Citation:  Pp. 109-134 in Animal Agriculture and the Environment: National Center for Manure and Animal Waste Management White Papers. J. M. Rice, D. F. Caldwell, F. J. Humenik, eds. 2006. St. Joseph, Michigan: ASABE.  .(doi:10.13031/2013.20249)
Authors:   Laura M.J. McCann, Peter Nowak, Jennifer Twyman Nunez

Reducing air and water pollution from livestock operations that are not regulated as concentrated animal feeding operations (CAFOs) will require voluntary adoption of new practices and technologies. However, adoption of the manure management strategies and innovations suggested by scientists has been disappointing. Increasing voluntary adoption of animal waste management strategies will require improved understanding of the economic and social barriers and constraints that currently limit adoption.
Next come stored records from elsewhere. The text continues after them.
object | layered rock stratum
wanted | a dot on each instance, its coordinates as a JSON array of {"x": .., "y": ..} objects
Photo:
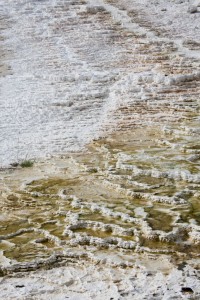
[{"x": 104, "y": 95}]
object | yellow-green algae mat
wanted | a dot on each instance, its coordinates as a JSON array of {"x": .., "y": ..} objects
[{"x": 134, "y": 193}]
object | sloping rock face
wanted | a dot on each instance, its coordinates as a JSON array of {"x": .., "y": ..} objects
[
  {"x": 74, "y": 70},
  {"x": 119, "y": 220}
]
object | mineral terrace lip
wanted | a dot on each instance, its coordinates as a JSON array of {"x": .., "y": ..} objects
[{"x": 99, "y": 149}]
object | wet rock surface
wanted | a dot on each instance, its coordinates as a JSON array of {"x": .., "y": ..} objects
[
  {"x": 119, "y": 220},
  {"x": 130, "y": 201},
  {"x": 93, "y": 66}
]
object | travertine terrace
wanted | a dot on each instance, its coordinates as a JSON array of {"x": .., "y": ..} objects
[{"x": 104, "y": 95}]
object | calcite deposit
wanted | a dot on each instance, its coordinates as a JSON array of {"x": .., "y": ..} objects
[{"x": 103, "y": 96}]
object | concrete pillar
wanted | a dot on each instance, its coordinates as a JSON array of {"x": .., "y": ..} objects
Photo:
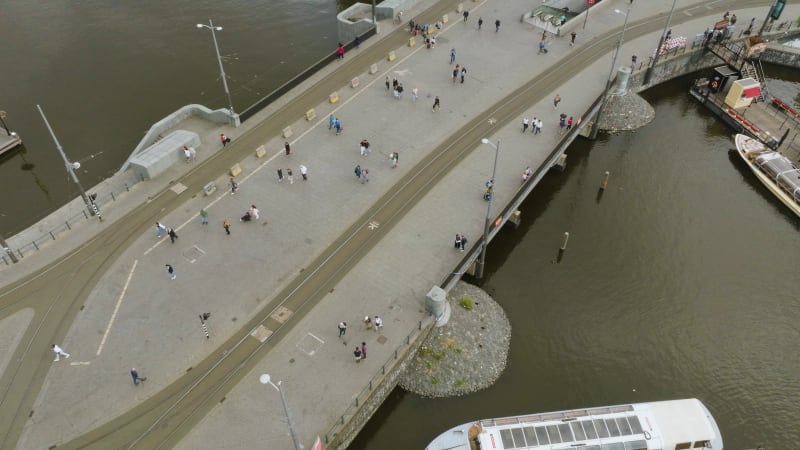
[{"x": 621, "y": 82}]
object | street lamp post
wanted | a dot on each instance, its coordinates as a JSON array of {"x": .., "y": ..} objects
[
  {"x": 265, "y": 379},
  {"x": 93, "y": 209},
  {"x": 213, "y": 29},
  {"x": 482, "y": 259},
  {"x": 596, "y": 124},
  {"x": 649, "y": 72}
]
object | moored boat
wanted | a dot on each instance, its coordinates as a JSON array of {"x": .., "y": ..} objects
[
  {"x": 664, "y": 425},
  {"x": 774, "y": 170}
]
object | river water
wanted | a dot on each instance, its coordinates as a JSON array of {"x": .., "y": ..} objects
[
  {"x": 104, "y": 71},
  {"x": 679, "y": 281}
]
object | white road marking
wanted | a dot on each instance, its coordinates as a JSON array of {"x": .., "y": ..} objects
[{"x": 116, "y": 308}]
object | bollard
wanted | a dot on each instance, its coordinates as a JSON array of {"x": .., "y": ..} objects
[{"x": 605, "y": 181}]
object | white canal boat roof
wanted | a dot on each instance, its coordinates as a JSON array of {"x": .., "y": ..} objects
[{"x": 666, "y": 425}]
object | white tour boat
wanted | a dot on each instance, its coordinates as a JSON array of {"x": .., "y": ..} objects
[
  {"x": 665, "y": 425},
  {"x": 774, "y": 170}
]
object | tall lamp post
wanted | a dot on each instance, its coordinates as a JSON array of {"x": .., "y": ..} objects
[
  {"x": 482, "y": 259},
  {"x": 265, "y": 379},
  {"x": 213, "y": 29},
  {"x": 596, "y": 124},
  {"x": 650, "y": 68},
  {"x": 71, "y": 166}
]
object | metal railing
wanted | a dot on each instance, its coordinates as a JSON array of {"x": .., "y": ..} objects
[{"x": 376, "y": 379}]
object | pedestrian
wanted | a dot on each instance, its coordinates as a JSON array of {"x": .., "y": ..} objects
[
  {"x": 136, "y": 377},
  {"x": 160, "y": 229},
  {"x": 172, "y": 235},
  {"x": 171, "y": 271},
  {"x": 59, "y": 352}
]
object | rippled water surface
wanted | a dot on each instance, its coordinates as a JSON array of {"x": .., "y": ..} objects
[{"x": 679, "y": 281}]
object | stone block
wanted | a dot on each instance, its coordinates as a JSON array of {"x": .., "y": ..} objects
[
  {"x": 311, "y": 114},
  {"x": 235, "y": 170}
]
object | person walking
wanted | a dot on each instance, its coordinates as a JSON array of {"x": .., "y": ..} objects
[
  {"x": 160, "y": 229},
  {"x": 59, "y": 352},
  {"x": 136, "y": 377}
]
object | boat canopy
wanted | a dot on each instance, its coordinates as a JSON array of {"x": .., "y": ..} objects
[{"x": 782, "y": 171}]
Before an innovation can be adopted, it must be invented and modified. Induced innovation theory says that innovations are developed that economize on relatively scarce factors of production. The fact that pollution is not costly to the farmer means that technologies that reduce pollution are less likely to be developed in the free market. Therefore, well-designed regulations and policies can facilitate the development of abatement technologies.
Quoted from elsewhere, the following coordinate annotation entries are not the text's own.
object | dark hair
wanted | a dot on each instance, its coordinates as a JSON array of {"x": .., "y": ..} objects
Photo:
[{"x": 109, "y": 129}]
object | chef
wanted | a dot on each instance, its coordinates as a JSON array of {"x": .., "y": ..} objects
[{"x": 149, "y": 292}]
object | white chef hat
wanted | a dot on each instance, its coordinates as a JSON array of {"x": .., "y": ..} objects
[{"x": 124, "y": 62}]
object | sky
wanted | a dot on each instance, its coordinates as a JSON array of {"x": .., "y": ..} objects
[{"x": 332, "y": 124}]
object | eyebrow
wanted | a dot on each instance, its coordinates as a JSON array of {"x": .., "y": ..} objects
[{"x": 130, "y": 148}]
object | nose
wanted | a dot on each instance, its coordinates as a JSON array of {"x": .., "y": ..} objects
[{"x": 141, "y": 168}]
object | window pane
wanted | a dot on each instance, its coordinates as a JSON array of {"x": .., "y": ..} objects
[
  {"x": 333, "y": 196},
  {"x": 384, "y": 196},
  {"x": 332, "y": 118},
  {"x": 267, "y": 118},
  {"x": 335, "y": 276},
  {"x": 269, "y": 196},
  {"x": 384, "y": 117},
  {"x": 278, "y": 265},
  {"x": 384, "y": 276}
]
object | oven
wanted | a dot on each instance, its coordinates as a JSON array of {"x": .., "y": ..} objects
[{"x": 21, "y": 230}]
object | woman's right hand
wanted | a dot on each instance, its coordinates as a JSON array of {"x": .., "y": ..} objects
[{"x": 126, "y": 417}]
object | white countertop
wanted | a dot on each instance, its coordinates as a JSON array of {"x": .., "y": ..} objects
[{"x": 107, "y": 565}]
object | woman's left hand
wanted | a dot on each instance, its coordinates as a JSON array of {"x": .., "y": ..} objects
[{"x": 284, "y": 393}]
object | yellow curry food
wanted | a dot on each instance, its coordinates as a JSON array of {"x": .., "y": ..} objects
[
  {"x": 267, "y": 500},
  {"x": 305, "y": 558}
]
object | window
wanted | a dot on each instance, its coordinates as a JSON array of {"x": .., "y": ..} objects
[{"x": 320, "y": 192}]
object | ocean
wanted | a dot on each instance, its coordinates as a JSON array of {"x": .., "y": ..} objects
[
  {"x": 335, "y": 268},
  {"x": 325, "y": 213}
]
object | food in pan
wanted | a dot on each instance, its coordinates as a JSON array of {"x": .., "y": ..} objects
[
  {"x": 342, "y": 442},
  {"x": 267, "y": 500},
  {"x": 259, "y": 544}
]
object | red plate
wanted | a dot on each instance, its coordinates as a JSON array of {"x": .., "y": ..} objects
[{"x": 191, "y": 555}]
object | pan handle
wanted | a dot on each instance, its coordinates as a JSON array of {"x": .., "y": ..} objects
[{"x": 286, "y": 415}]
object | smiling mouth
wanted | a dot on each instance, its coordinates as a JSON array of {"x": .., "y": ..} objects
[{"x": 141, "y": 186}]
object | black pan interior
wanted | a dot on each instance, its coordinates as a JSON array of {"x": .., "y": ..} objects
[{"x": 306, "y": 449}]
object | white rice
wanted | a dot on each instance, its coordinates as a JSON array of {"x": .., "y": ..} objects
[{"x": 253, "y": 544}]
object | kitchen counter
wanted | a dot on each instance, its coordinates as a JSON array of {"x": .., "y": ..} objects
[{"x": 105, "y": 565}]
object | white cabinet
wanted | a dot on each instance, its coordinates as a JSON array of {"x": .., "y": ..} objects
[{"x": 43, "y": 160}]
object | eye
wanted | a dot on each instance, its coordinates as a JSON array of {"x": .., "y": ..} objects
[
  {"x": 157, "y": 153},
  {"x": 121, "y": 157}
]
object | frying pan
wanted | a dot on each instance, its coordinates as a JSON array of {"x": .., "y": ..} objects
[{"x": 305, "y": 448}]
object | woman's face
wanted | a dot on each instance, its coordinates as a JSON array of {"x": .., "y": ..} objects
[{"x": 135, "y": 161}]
For innovations that have been developed, a number of barriers to adoption exist. A review of the adoption and diffusion literatures in economics and sociology shows that perceived characteristics of the innovation, characteristics related to the individual farm and farmer, as well as the social system are important. Uncertainty regarding potential costs and benefits of manure management systems will limit adoption and is accentuated by the complexity involved with animal and crop production systems. Increased information availability and trialing of innovations reduces uncertainty.

Profitability, or lack thereof, is an important barrier to adoption of improved manure management practices. If storage structures and application equipment are required, credit constraints may be an issue. In addition, the opportunity cost of time is an important factor with respect to both labor and management requirements. Transportation costs are a very important issue and will become more critical with phosphorous-based regulations. Compatibility with the goals of the farmer as well as the current farming system is an important barrier to adoption of improved manure management strategies. Institutional constraints may also exist. Systems solutions, involving interdisciplinary research, are required. Given the variability in farms, farmers, and location-related factors, different barriers will be most limiting and one-size-fits-all technologies and policies will not be appropriate.

Methodological approaches and institutional incentives for systems research need to be designed. Technologies and policies that address the current barriers to adoption of manure management strategies need to be developed in a systems context. For example, production systems that result in a valuable product, which may involve multiple farm units, are needed.